A polarização da política brasileira chegou a níveis bizarros, credo. Ao mesmo tempo em que afirmo e reitero sempre que posso que todos, bem no fundinho, têm lado, logo, ficar em cima do muro é doce ilusão, caio em contradição e vejo quão burro é esse afastamento ''ideológico'' - não que ele não precise existir, mas no momento em que sobra mais ódio que debate saudável, é preciso rever certas coisas. Posso estar equivocada, mas penso que a ''coisa'' ganhou mais força após as eleições nacionais de 2014, não? De um lado, um pessoal sedento por mudança de legenda, com indignações diversas (que considero legítimas) e apoiado, mesmo que não queira admitir, por setores conservadores da sociedade. De outro, os miseráveis, os comedores de pão com mortadela (falando nisso, que delícia um sanduichão de mortadela, né, não?), a escória de ladrões e os perdidos tipo nós, que ficamos meio a contragosto ao lado de uma situação ridícula por não ter muito sentido apoiar uma oposição horrorosa. O conhecido ''rir para não chorar'', saca?
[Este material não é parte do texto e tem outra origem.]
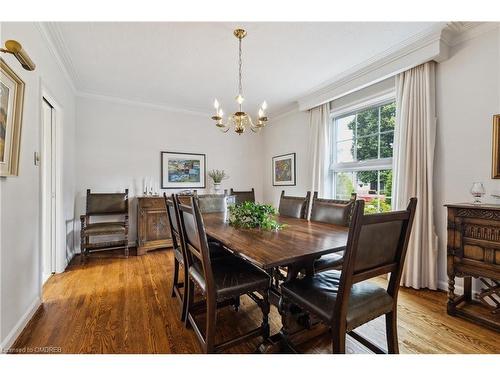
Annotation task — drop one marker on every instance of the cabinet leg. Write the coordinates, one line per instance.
(451, 294)
(468, 288)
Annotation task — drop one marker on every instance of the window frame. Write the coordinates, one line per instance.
(364, 165)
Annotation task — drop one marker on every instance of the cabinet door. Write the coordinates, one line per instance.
(156, 227)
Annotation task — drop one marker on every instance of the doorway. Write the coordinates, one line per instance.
(48, 170)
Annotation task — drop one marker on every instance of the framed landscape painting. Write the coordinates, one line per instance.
(11, 112)
(284, 170)
(181, 170)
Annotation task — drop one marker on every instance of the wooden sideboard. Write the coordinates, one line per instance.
(474, 252)
(152, 225)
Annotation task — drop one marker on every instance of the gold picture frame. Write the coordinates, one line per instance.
(11, 114)
(495, 170)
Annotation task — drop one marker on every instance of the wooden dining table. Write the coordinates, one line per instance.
(284, 254)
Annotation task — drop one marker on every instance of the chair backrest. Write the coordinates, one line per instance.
(333, 211)
(376, 245)
(243, 196)
(195, 241)
(209, 203)
(294, 206)
(107, 203)
(171, 206)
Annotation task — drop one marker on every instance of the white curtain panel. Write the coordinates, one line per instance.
(414, 141)
(319, 125)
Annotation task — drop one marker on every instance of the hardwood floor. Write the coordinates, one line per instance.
(117, 305)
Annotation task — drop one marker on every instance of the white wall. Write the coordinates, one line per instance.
(468, 95)
(20, 268)
(118, 144)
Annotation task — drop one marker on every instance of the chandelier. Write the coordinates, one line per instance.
(240, 120)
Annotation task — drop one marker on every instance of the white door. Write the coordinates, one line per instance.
(48, 158)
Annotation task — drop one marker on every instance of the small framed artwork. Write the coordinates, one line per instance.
(180, 170)
(284, 170)
(495, 170)
(11, 113)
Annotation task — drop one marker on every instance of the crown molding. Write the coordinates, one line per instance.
(284, 112)
(433, 43)
(56, 35)
(424, 46)
(140, 103)
(459, 32)
(54, 50)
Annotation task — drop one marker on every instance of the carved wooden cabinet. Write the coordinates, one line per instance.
(474, 252)
(152, 225)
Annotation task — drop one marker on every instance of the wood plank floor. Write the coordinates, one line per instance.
(116, 305)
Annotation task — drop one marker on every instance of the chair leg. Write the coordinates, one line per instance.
(175, 280)
(391, 330)
(338, 341)
(211, 323)
(82, 248)
(236, 303)
(189, 296)
(265, 307)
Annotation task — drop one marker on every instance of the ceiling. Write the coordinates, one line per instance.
(187, 65)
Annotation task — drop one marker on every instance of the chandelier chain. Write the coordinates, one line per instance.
(240, 87)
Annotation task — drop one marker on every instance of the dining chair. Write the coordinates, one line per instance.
(332, 211)
(243, 196)
(297, 207)
(171, 205)
(211, 203)
(345, 299)
(220, 281)
(104, 204)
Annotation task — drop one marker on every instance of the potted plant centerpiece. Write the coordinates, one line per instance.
(254, 215)
(217, 176)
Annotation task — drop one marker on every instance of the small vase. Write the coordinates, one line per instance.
(217, 187)
(477, 190)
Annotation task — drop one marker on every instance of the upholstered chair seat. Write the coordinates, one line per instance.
(99, 205)
(329, 262)
(106, 228)
(233, 277)
(345, 299)
(318, 294)
(332, 211)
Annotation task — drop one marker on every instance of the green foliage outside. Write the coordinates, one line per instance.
(254, 215)
(366, 147)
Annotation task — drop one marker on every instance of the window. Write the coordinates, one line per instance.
(361, 157)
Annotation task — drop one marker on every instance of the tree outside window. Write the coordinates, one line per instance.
(363, 150)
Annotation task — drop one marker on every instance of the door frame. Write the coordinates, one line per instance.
(59, 257)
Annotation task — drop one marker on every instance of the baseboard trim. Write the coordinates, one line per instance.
(21, 324)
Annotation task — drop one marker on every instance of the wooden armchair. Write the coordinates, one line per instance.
(104, 205)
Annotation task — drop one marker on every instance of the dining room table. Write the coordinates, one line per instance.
(284, 254)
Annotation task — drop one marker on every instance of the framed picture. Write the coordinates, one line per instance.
(181, 170)
(284, 170)
(495, 170)
(11, 113)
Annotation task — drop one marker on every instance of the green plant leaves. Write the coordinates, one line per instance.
(254, 215)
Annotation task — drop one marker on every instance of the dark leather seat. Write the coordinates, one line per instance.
(332, 211)
(345, 299)
(329, 262)
(105, 228)
(318, 294)
(294, 206)
(233, 276)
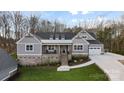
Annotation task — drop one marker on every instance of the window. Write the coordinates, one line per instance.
(51, 37)
(62, 37)
(57, 36)
(29, 47)
(78, 47)
(84, 36)
(51, 47)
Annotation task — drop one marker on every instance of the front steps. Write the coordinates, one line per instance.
(64, 63)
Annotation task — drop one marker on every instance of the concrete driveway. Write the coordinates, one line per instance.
(110, 65)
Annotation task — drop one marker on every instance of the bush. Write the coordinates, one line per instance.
(78, 59)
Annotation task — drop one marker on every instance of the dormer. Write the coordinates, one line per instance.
(51, 37)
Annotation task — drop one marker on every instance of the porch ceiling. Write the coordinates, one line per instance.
(57, 42)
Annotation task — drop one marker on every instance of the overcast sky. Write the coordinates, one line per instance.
(71, 18)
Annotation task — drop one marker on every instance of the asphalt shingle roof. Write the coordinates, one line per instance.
(94, 41)
(7, 64)
(47, 35)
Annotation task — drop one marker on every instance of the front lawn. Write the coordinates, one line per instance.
(49, 73)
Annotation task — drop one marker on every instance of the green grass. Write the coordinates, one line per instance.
(49, 73)
(14, 55)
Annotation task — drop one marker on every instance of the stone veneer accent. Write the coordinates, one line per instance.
(37, 59)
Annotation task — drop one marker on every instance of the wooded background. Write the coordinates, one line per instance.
(14, 25)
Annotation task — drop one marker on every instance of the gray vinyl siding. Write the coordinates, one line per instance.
(21, 49)
(21, 46)
(89, 37)
(44, 49)
(30, 39)
(98, 45)
(82, 42)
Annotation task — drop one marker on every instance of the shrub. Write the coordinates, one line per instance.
(78, 59)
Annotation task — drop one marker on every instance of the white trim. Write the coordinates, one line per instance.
(82, 38)
(51, 49)
(55, 44)
(79, 53)
(27, 35)
(32, 43)
(57, 41)
(78, 45)
(29, 50)
(27, 54)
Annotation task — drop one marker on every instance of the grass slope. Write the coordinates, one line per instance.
(48, 73)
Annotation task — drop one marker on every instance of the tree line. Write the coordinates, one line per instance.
(14, 25)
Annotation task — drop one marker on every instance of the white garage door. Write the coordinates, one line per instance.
(94, 50)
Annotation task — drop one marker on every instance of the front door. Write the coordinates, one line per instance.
(63, 49)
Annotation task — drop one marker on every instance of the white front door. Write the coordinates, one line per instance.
(94, 50)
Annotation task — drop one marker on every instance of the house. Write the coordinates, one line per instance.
(8, 66)
(43, 47)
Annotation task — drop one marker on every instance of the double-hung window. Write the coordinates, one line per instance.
(51, 48)
(29, 47)
(78, 47)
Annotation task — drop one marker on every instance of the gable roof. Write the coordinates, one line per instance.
(29, 35)
(7, 64)
(46, 35)
(94, 41)
(92, 34)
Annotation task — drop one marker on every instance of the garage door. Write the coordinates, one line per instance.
(94, 50)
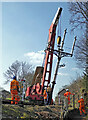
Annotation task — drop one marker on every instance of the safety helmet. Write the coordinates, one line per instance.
(67, 90)
(81, 96)
(14, 77)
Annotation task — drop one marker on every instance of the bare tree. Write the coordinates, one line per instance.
(78, 21)
(22, 70)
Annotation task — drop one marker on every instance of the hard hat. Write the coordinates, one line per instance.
(81, 96)
(14, 77)
(67, 90)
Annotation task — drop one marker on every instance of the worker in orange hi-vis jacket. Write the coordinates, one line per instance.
(14, 89)
(67, 95)
(82, 106)
(45, 97)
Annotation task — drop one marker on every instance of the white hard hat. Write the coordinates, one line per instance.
(67, 90)
(81, 96)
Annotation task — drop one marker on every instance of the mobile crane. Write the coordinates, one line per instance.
(35, 92)
(42, 76)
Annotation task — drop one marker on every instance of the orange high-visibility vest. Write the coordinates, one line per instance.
(14, 85)
(45, 94)
(67, 95)
(81, 101)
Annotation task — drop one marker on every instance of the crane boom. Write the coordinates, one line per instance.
(49, 51)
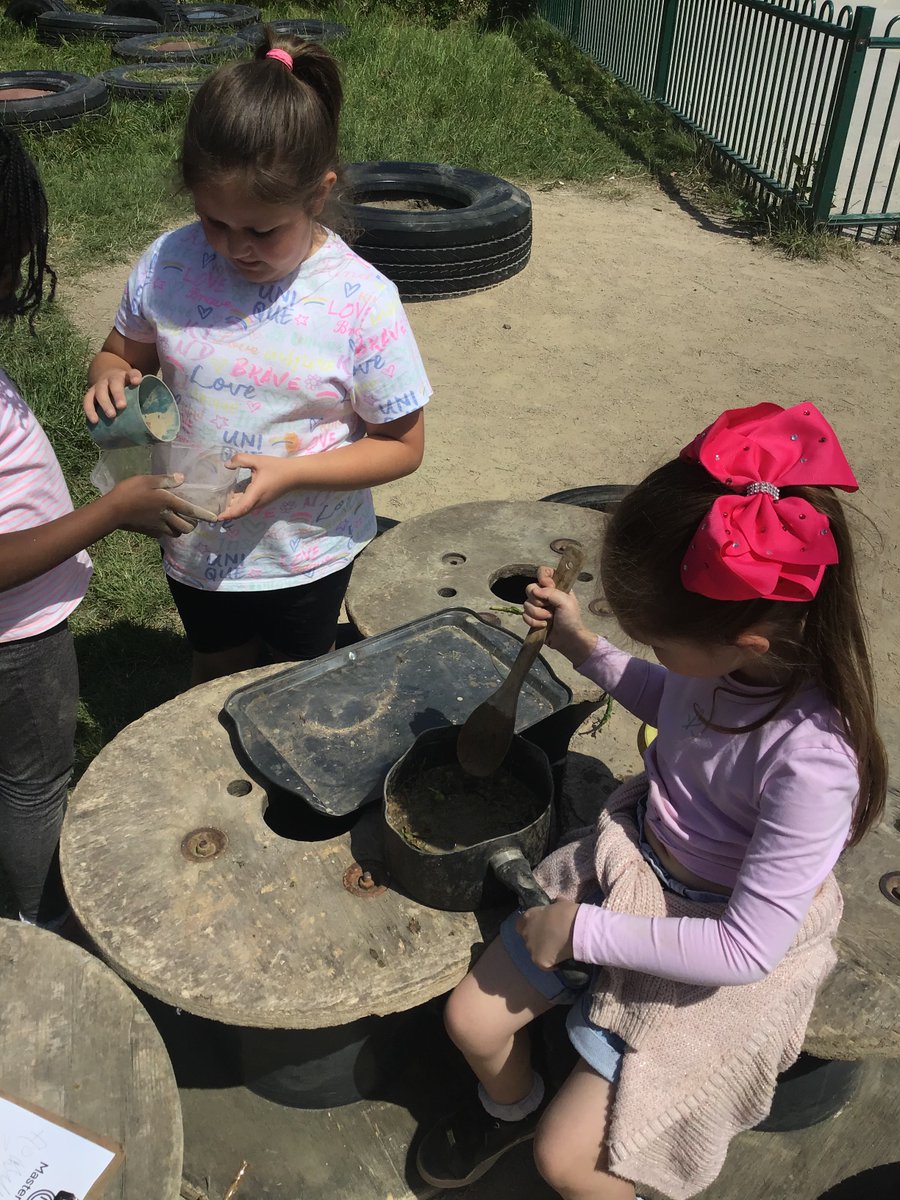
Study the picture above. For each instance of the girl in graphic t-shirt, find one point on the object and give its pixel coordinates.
(45, 571)
(280, 343)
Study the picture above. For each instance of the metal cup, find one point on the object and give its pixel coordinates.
(149, 418)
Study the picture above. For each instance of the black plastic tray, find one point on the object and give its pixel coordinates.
(329, 730)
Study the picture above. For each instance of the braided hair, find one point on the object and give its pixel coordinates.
(23, 233)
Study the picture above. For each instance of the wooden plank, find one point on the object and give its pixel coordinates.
(75, 1041)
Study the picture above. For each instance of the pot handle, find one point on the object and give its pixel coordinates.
(513, 870)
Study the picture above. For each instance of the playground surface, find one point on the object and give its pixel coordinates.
(634, 325)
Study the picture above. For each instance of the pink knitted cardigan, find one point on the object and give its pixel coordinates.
(701, 1062)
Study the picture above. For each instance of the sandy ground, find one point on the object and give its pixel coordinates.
(634, 325)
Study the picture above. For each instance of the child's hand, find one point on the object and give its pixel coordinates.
(273, 478)
(567, 633)
(547, 933)
(143, 504)
(107, 394)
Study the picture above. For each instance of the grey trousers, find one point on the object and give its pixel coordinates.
(39, 703)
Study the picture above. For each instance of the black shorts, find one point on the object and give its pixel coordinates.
(298, 622)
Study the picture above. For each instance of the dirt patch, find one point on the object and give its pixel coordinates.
(442, 808)
(634, 325)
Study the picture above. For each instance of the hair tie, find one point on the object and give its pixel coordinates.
(755, 544)
(281, 57)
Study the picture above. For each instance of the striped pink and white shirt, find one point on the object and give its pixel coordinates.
(33, 492)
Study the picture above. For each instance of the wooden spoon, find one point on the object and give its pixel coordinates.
(487, 733)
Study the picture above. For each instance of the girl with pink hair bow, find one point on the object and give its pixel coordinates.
(705, 901)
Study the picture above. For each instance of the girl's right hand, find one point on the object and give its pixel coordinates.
(567, 633)
(144, 504)
(107, 394)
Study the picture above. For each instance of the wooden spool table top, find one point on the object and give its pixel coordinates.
(75, 1042)
(453, 557)
(239, 924)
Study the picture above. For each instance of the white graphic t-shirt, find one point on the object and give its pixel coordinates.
(292, 367)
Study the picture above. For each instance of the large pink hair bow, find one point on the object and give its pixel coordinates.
(755, 544)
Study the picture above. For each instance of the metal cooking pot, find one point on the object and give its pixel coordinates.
(481, 874)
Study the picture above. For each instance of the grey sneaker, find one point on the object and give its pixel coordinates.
(463, 1146)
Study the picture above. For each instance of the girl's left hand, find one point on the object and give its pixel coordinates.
(271, 478)
(547, 933)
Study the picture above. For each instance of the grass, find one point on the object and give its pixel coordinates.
(455, 95)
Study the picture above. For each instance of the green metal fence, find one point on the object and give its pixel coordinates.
(801, 97)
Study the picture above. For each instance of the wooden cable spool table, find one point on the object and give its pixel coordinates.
(76, 1042)
(466, 551)
(189, 894)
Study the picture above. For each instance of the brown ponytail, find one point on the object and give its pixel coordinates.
(823, 640)
(274, 127)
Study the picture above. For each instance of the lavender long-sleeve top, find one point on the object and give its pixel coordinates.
(766, 813)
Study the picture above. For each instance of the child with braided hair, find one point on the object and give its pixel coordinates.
(289, 357)
(45, 571)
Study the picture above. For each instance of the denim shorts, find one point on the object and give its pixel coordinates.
(601, 1049)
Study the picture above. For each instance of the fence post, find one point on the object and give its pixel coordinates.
(664, 49)
(826, 179)
(575, 22)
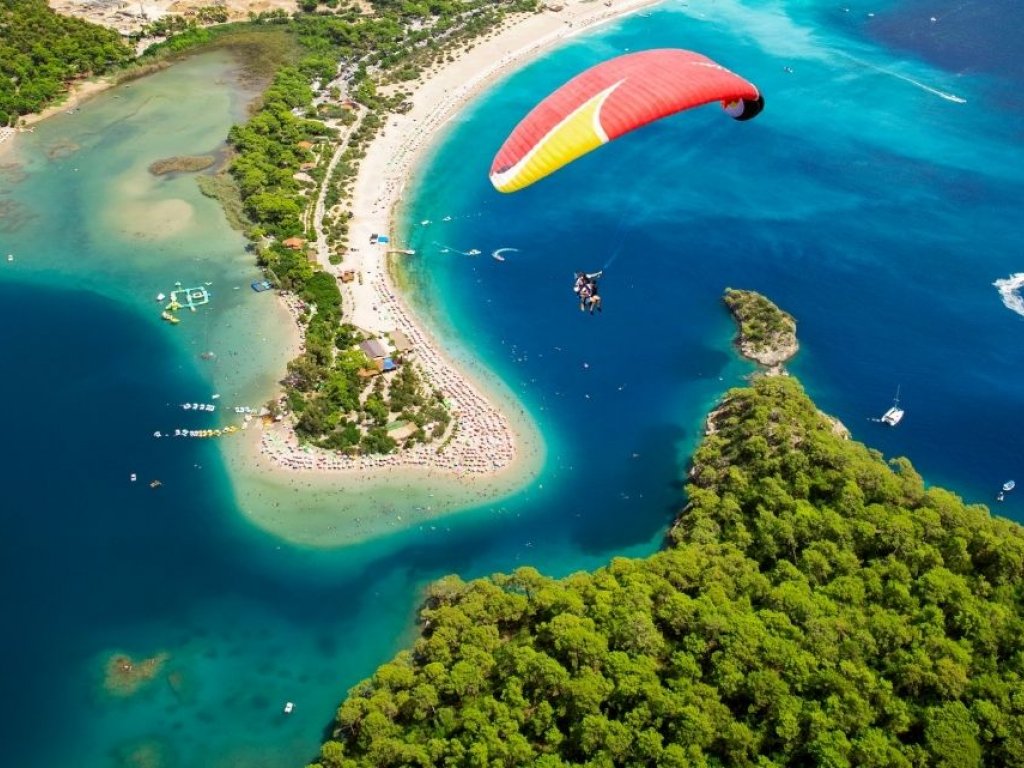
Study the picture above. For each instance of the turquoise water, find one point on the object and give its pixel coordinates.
(875, 199)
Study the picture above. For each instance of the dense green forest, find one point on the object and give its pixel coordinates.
(814, 605)
(42, 51)
(366, 57)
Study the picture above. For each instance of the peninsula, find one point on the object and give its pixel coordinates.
(813, 602)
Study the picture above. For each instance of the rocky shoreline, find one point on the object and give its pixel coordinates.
(766, 334)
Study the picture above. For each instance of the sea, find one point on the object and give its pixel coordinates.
(877, 199)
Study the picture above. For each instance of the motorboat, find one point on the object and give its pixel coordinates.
(894, 415)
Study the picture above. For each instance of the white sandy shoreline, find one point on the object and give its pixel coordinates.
(487, 442)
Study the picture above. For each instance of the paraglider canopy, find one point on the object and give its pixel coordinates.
(611, 99)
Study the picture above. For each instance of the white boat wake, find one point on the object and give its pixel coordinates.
(915, 83)
(450, 249)
(1010, 291)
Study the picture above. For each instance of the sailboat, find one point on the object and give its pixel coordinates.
(894, 415)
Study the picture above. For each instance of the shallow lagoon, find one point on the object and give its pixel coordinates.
(876, 211)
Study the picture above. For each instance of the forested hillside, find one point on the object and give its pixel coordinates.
(41, 51)
(815, 606)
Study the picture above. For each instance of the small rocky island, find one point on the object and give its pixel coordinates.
(182, 164)
(767, 335)
(125, 676)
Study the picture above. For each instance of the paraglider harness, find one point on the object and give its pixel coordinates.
(586, 288)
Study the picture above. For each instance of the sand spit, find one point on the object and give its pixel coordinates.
(496, 449)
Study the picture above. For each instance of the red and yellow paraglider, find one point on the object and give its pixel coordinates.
(611, 99)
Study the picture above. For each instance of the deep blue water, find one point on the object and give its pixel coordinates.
(863, 201)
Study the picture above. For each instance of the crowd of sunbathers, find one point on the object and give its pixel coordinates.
(586, 288)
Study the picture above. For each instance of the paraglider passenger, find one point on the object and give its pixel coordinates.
(595, 298)
(585, 295)
(580, 283)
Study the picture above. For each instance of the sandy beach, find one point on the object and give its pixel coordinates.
(496, 449)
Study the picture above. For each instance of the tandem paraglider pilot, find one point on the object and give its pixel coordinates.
(586, 288)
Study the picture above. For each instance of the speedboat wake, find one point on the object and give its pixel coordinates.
(1010, 292)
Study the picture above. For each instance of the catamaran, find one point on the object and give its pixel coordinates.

Só que aí, o que restou do pleito ganhou outros contornos, nos colocando num verdadeiro ringue de muito ódio, muita patrulha e etc. No âmbito da internet, por exemplo, em que, tempos atrás, era permitido dizer tudo e qualquer coisa sem pensar nas consequências, opa, opa, agora não, meu irmão. E aí eu pergunto: será que isso é tão ruim assim? Não poder mais ridicularizar negros e seus cabelos, homossexuais e suas práticas amorosas, mulheres e outros grupos historicamente marginalizados? Você, cristão frequentador de igrejas e que reza toda noite antes de dormir, acha isso uma censura horrorosa de opiniões ou algo que vai ao encontro do seu sonho de paraíso? - aquela coisa de todos convivendo em paz e respeitando as diferenças? O seu Jesus Cristo teria orgulho do ser humano perseguidor que você é ou tomaria as dores daqueles que você condena ainda que de brincadeirinha? Eu sei, eu sei, o mundo é muito ruim e há muita coisa que merece atenção, mas não tem como começar qualquer debate profundo se vocês insistem em dizer que lutas que desconhecem são bobagem ou vitimização. Bom, se vocês não querem entender, aí já não é problema meu.
Então, quando um médico - profissão que carrega alto teor de elitismo por n questões - debocha de um paciente e seu modo de escrever em redes sociais para meio mundo ver, é doído, é cruel, a gente vai se revoltar muito mesmo. Pode ter sido uma comoção extremada? Pode. O caso teria a mesma repercussão dez anos atrás? Não sei, não sei mesmo, mas talvez não - a cultura muda através do tempo, e podemos estar vivendo ou uma nova era de vitimismo ou uma nova era de mais empatia e busca por humildade, além de visibilização de direitos: essa janela tem duas percepções. Não penso que é o caso de a pessoa em questão ser crucificada (não se preocupem, com a formação que tem, emprego é o que não vai faltar), pois podemos cair na mesma armadilha de ódio que repudiamos. Todavia, um ''puxão de orelha'' desses pode ecoar construtivamente na classe citada - que, convenhamos, sabe ser bem esnobezinha quando quer. Eu prefiro acreditar que estamos, sim, vivendo um novo tempo de mais respeito a quem sempre foi invisível. E se para vocês nunca foram invisíveis, é porque estavam enxergando bem mal. Ou enxergando só a parte da janela que convém, claro, é sintomático.